17 Gordon Simms was also an unimpressive witness. His affidavit evidence was similar in many respects to that of Megan Simms. Largely, during his cross-examination, he professed to have a lack of recollection. One of his few purported recollections produced untrue evidence as to when he first became aware of the expiry of the limitation period (some short time before having sworn his affidavit). Apart from other sources of knowledge, he had been present at inter alia the 3 October 2000 conference. I am not satisfied that he was unaware of the limitation period prior to its expiry.
18 The evidence from Mr Poulden was also largely unedifying. His affidavit did not deal inter alia with the matter of the plaintiffs' knowledge of the limitation period. I gained the impression that he was intent on telling the court as little as possible. Like the plaintiffs, he had problems with recollection. To the extent that he had made diary notes, these were not of assistance in relevant matters. His affidavit conveyed the impression of being a product of careful draftsmanship.
19 Broadly speaking, his position seems to be that he was at all times aware of the limitation period and that it had only a short time to run. He seems to have come into the matter in either September or November 1999. His affidavit may be said to have provided miserly detail in respect of relevant matters during the period of his retainer. What he does say falls well short of adequately explaining inter alia the delay that took place during that period.
20 There had been considerable delay prior to his retainer. The material offered to explain that delay also has its inadequacies.
21 There is no evidence of actual prejudice and I am not satisfied that actual prejudice has been demonstrated. The possibility of what has been described as presumptive or general prejudice cannot be discounted.
22 The defendant also contended that the evidence did not reveal a viable cause of action being available to either plaintiff. Whilst I do not accept that submission, it can be observed that the claim sought to be brought on behalf of Gordon Simms appears to be a modest one having slender prospects of success (see inter alia Gifford v Strang Patrick Stevedoring Pty Ltd [2001] NSWCA 175).
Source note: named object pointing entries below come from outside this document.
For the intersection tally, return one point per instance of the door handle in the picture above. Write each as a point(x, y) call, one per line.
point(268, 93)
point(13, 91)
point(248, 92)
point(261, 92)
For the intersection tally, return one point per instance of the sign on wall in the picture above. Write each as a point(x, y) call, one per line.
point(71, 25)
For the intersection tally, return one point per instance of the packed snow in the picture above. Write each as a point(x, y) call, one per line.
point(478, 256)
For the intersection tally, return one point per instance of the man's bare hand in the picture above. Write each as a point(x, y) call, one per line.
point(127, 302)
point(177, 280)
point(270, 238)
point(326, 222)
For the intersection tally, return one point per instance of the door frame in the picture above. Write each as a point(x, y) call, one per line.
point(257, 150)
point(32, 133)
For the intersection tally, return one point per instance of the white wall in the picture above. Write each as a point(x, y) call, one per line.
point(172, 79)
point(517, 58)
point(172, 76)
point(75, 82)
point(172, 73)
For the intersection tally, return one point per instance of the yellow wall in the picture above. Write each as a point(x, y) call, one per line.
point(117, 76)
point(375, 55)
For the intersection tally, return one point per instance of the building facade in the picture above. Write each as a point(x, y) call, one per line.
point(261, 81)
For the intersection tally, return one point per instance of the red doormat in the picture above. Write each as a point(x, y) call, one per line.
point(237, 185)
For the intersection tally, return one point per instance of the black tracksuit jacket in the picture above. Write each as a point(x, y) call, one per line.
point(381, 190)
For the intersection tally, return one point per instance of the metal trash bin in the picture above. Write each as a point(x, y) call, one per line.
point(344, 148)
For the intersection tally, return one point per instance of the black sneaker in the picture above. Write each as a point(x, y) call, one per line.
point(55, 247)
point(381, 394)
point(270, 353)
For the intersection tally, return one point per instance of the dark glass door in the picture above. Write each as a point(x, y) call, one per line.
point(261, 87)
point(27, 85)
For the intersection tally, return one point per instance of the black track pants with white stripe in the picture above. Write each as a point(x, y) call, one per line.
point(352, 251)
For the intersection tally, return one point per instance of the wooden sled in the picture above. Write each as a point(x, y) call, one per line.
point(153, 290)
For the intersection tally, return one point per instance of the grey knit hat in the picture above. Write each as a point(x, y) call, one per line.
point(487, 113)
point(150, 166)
23 It is a case where it would seem that the plaintiffs may have a good cause of action against Mr Poulden. The authorities establish that whilst this may be a relevant matter to take into account it is considered to be a matter which does not attract great weight.
24 However, in the circumstances of this case, it seems to me that the knowledge had by the plaintiffs and their solicitors (including the early awareness as to matters of injury, liability and the limitation period) together with the delay and the inadequate explanation given for it are matters which should be given weight. It is not said that knowledge of any relevant issue did not come to either plaintiff until after the limitation period had expired.
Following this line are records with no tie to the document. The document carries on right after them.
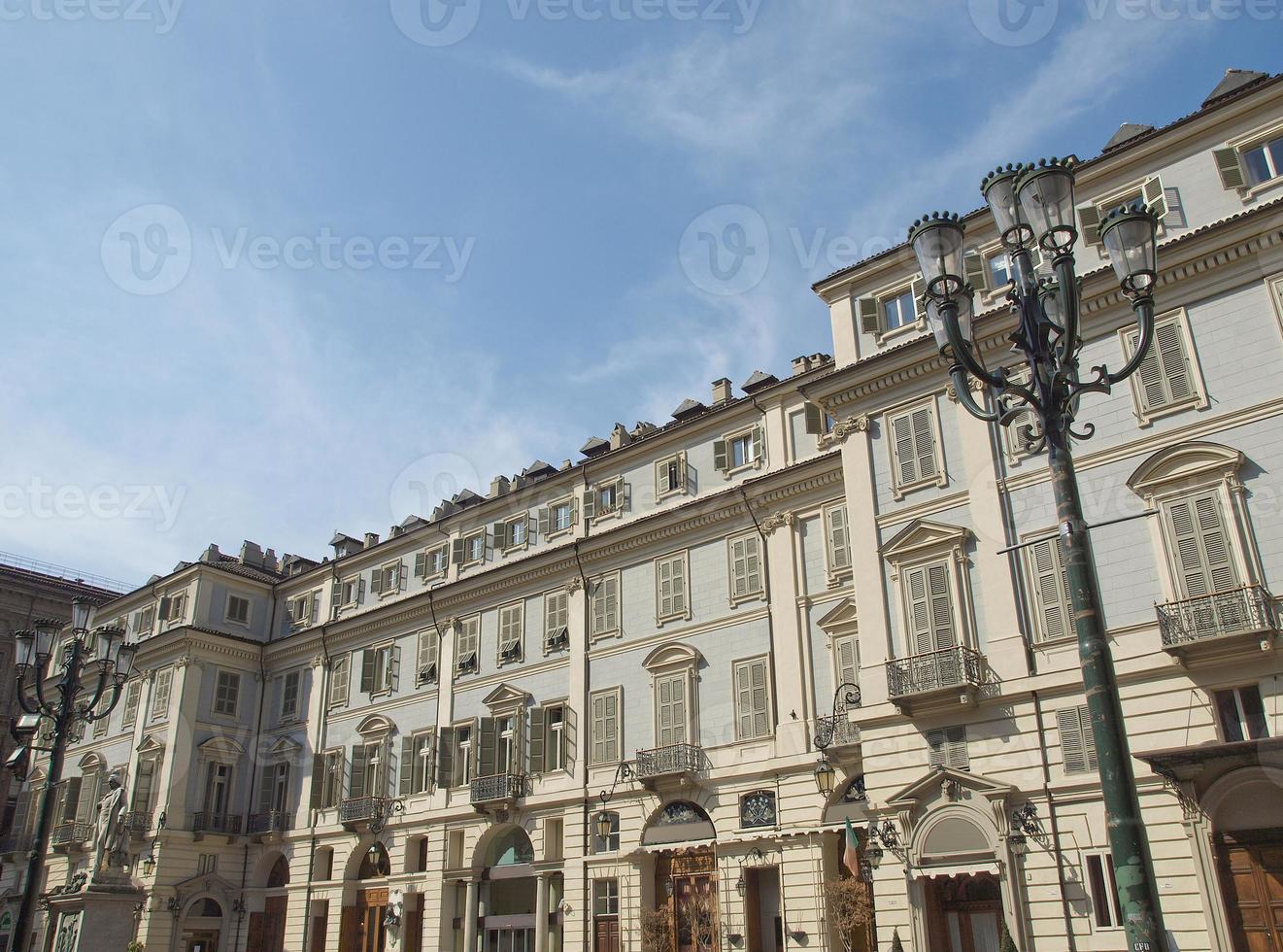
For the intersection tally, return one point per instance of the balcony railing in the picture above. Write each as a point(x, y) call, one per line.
point(138, 821)
point(216, 823)
point(667, 761)
point(498, 788)
point(71, 834)
point(923, 674)
point(272, 821)
point(356, 808)
point(1234, 612)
25 As was said in McLean v Sydney Water Corporation [2001] NSWCA 122, it does not follow that in the absence of prejudice (other than general prejudice) and unlikelihood of a fair trial, it will be just and reasonable to grant an extension of time. The extent of awareness of relevant issues is material (see inter alia, (c), (d) and (e) of s 60E (1).
26 In the circumstances of this case, I am not satisfied that the onus borne by each plaintiff has been discharged. Accordingly, I am not satisfied that it is just and reasonable to make an order. Both Notices of Motion are dismissed. In each application, the plaintiff is to pay the costs of the application.